As regards medicinal products for human use, the Regulation will affect products that may only be authorized via the centralised procedure (Annex 1 of Regulation 726/2004) or those which authorisation may be submitted via the centralised procedure, provided that they are innovative and are based on a full dossier. The Regulation will also apply to authorisations of new indications for existing products, provided that a European Public Assessment Report has been published.
In addition, the Regulation will apply to certain medical devices of Class IIb and Class III, as well as to certain in vitro diagnostic medical devices selected by the European Commission based on criteria relating to their potential impact on patients or healthcare systems, their intended use or whether they incorporate software that uses artificial intelligence.
More and better cooperation at European level
The Regulation will implement joint clinical assessment processes, and hence replace the current system of cooperation between Member States with a permanent cooperation structure. The Regulation also covers joint scientific consultations for the purposes of sharing information with health technology developers as regards the development plans of a given health technology, the identification of emerging health technologies, and voluntary cooperation.

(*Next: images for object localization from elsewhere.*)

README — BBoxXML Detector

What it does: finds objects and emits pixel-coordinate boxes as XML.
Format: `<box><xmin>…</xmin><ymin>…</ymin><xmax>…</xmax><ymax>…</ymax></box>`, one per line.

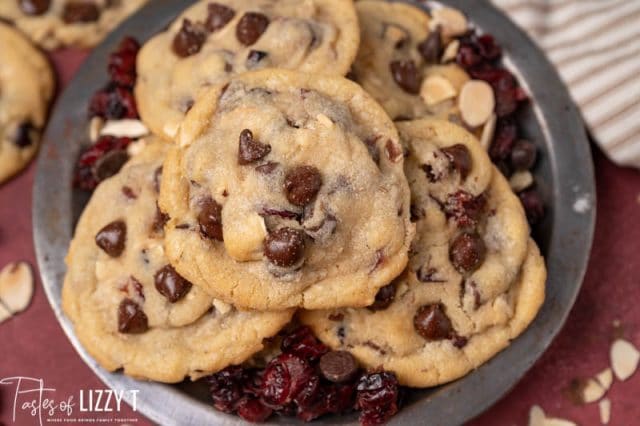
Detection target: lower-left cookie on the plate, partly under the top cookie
<box><xmin>62</xmin><ymin>139</ymin><xmax>292</xmax><ymax>382</ymax></box>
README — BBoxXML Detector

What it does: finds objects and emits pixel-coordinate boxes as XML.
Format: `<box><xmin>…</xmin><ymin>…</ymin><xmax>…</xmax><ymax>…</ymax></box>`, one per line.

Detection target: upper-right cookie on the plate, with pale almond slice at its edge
<box><xmin>351</xmin><ymin>0</ymin><xmax>469</xmax><ymax>120</ymax></box>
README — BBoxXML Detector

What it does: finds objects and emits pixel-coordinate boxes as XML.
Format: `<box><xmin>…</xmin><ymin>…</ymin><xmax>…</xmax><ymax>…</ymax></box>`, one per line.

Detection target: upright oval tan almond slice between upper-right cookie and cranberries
<box><xmin>458</xmin><ymin>80</ymin><xmax>496</xmax><ymax>127</ymax></box>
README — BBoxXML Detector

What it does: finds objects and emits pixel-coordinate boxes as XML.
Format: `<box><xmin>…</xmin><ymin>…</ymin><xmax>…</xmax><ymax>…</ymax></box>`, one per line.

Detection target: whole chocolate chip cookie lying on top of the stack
<box><xmin>160</xmin><ymin>70</ymin><xmax>414</xmax><ymax>310</ymax></box>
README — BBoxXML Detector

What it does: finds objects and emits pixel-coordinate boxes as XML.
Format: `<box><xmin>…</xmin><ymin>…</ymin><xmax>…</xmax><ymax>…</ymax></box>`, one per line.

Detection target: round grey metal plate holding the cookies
<box><xmin>33</xmin><ymin>0</ymin><xmax>596</xmax><ymax>426</ymax></box>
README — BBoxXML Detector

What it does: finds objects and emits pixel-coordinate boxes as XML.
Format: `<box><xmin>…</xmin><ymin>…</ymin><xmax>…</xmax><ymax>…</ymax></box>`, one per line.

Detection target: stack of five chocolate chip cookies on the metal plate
<box><xmin>63</xmin><ymin>0</ymin><xmax>546</xmax><ymax>422</ymax></box>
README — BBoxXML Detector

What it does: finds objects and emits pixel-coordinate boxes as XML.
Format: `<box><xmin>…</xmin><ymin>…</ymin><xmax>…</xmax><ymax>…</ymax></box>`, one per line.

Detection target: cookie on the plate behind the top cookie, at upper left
<box><xmin>136</xmin><ymin>0</ymin><xmax>359</xmax><ymax>139</ymax></box>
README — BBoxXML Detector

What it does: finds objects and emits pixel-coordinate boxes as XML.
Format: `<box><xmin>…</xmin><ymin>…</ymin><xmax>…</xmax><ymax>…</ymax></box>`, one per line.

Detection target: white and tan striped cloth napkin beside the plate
<box><xmin>492</xmin><ymin>0</ymin><xmax>640</xmax><ymax>168</ymax></box>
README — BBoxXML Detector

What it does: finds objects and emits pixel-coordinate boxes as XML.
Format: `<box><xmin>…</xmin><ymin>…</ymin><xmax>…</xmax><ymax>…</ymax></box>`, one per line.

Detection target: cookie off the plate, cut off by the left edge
<box><xmin>0</xmin><ymin>22</ymin><xmax>54</xmax><ymax>183</ymax></box>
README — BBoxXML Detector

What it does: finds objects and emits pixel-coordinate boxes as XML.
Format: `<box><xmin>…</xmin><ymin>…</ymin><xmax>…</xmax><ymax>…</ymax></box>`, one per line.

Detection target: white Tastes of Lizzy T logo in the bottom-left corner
<box><xmin>0</xmin><ymin>376</ymin><xmax>140</xmax><ymax>426</ymax></box>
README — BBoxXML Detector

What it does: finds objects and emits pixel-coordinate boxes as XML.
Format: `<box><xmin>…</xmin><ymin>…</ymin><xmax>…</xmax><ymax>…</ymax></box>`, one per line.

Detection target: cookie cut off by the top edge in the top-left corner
<box><xmin>0</xmin><ymin>0</ymin><xmax>148</xmax><ymax>50</ymax></box>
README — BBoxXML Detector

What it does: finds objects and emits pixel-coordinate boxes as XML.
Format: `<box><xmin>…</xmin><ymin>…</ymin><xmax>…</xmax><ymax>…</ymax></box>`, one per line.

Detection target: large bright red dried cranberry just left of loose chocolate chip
<box><xmin>261</xmin><ymin>353</ymin><xmax>316</xmax><ymax>408</ymax></box>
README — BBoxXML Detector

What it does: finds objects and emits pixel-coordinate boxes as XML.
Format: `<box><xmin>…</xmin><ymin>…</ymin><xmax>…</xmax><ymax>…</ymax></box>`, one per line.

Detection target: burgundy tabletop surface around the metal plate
<box><xmin>0</xmin><ymin>51</ymin><xmax>640</xmax><ymax>426</ymax></box>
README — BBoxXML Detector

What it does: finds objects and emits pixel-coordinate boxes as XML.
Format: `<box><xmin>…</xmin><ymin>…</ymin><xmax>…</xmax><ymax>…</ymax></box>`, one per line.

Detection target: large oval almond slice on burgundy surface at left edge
<box><xmin>0</xmin><ymin>262</ymin><xmax>33</xmax><ymax>314</ymax></box>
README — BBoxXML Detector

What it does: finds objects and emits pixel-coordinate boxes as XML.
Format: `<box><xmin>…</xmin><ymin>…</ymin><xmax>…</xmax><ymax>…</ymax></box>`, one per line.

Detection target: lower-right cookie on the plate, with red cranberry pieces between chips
<box><xmin>300</xmin><ymin>119</ymin><xmax>546</xmax><ymax>387</ymax></box>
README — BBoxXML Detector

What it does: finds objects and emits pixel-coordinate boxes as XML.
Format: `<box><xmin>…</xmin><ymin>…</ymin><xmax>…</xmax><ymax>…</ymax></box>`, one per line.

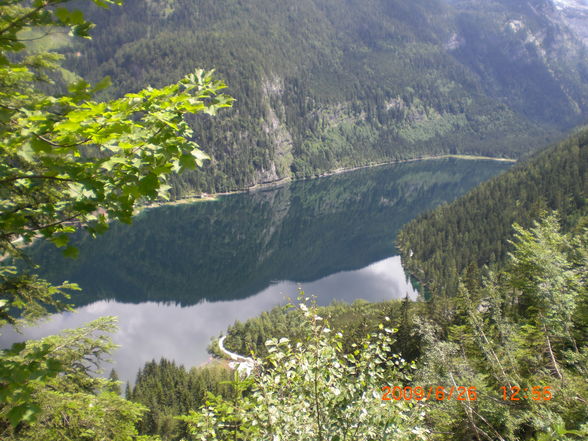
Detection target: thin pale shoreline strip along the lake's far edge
<box><xmin>144</xmin><ymin>154</ymin><xmax>518</xmax><ymax>212</ymax></box>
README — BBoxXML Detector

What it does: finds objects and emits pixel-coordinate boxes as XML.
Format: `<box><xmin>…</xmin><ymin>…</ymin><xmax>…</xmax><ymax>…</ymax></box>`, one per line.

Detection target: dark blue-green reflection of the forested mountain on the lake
<box><xmin>27</xmin><ymin>160</ymin><xmax>507</xmax><ymax>306</ymax></box>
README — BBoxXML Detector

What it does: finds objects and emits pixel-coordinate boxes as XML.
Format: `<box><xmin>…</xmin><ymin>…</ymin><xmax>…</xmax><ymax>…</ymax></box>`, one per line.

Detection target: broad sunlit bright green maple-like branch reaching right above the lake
<box><xmin>0</xmin><ymin>49</ymin><xmax>230</xmax><ymax>253</ymax></box>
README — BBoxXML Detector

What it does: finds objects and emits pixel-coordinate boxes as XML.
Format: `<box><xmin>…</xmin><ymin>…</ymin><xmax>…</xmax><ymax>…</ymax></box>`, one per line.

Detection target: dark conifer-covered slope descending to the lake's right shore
<box><xmin>397</xmin><ymin>124</ymin><xmax>588</xmax><ymax>295</ymax></box>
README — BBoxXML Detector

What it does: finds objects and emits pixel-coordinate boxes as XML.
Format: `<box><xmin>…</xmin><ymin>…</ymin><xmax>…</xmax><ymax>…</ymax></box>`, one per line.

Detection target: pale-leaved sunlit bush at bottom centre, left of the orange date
<box><xmin>182</xmin><ymin>296</ymin><xmax>427</xmax><ymax>440</ymax></box>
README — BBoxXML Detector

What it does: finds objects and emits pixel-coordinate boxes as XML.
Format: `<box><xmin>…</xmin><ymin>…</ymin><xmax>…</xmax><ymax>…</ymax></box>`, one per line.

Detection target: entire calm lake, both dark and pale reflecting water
<box><xmin>0</xmin><ymin>159</ymin><xmax>510</xmax><ymax>381</ymax></box>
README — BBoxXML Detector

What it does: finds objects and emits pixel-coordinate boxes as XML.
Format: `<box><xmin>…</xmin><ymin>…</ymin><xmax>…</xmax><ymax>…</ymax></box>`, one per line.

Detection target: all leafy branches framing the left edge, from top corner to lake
<box><xmin>0</xmin><ymin>0</ymin><xmax>232</xmax><ymax>321</ymax></box>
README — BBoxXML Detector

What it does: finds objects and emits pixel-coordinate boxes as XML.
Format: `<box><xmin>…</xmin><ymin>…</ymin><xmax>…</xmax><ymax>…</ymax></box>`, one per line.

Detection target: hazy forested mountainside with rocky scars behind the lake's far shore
<box><xmin>66</xmin><ymin>0</ymin><xmax>588</xmax><ymax>193</ymax></box>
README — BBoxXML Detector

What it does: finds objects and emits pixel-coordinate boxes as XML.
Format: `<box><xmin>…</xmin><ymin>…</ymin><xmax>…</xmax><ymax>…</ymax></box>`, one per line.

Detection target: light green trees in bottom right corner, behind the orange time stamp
<box><xmin>415</xmin><ymin>212</ymin><xmax>588</xmax><ymax>441</ymax></box>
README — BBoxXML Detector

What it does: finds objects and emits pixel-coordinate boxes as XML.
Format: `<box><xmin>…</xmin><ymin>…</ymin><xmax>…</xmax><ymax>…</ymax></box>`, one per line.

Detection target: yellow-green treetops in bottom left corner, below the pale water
<box><xmin>0</xmin><ymin>317</ymin><xmax>160</xmax><ymax>441</ymax></box>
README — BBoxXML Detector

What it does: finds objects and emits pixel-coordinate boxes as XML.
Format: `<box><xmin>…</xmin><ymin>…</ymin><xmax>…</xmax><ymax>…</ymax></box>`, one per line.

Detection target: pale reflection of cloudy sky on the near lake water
<box><xmin>2</xmin><ymin>256</ymin><xmax>417</xmax><ymax>381</ymax></box>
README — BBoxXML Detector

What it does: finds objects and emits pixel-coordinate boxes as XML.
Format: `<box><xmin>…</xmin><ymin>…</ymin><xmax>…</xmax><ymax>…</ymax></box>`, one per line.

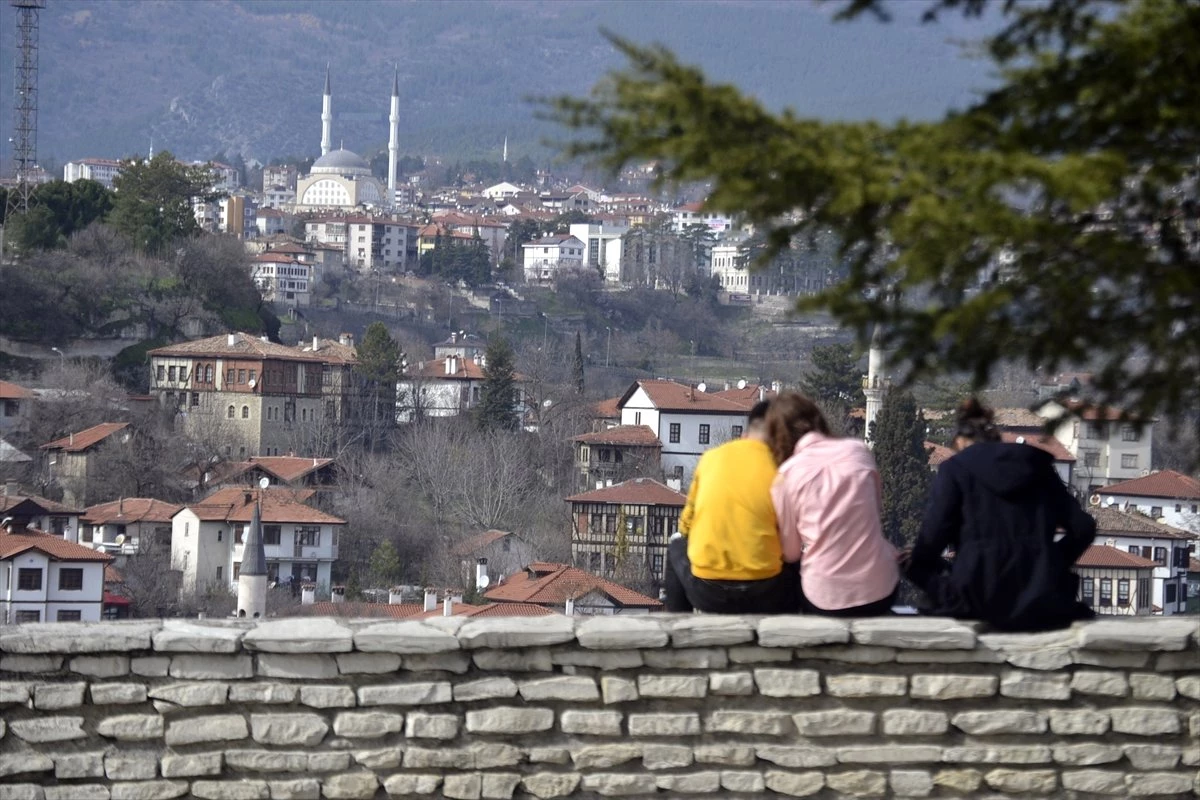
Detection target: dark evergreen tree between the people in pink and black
<box><xmin>871</xmin><ymin>390</ymin><xmax>932</xmax><ymax>547</ymax></box>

To this end, the Regulation will establish an HTA Coordination Group, which, among other functions, will oversee the implementation of assessments. The Regulation also sets out detailed rules on the procedure to be followed, and highlights the need to ensure that patients, clinical experts and other relevant experts are given opportunities to provide input to draft assessments. The developer of the health technology under assessment will also be able to participate, albeit on a limited basis, by alerting on technical or factual errors or on the confidential nature of any information contained in the project, justifying the reason it is commercially sensitive information.
In a nutshell, this is a clear step forward in European cooperation in this sector and we will continue to report on it.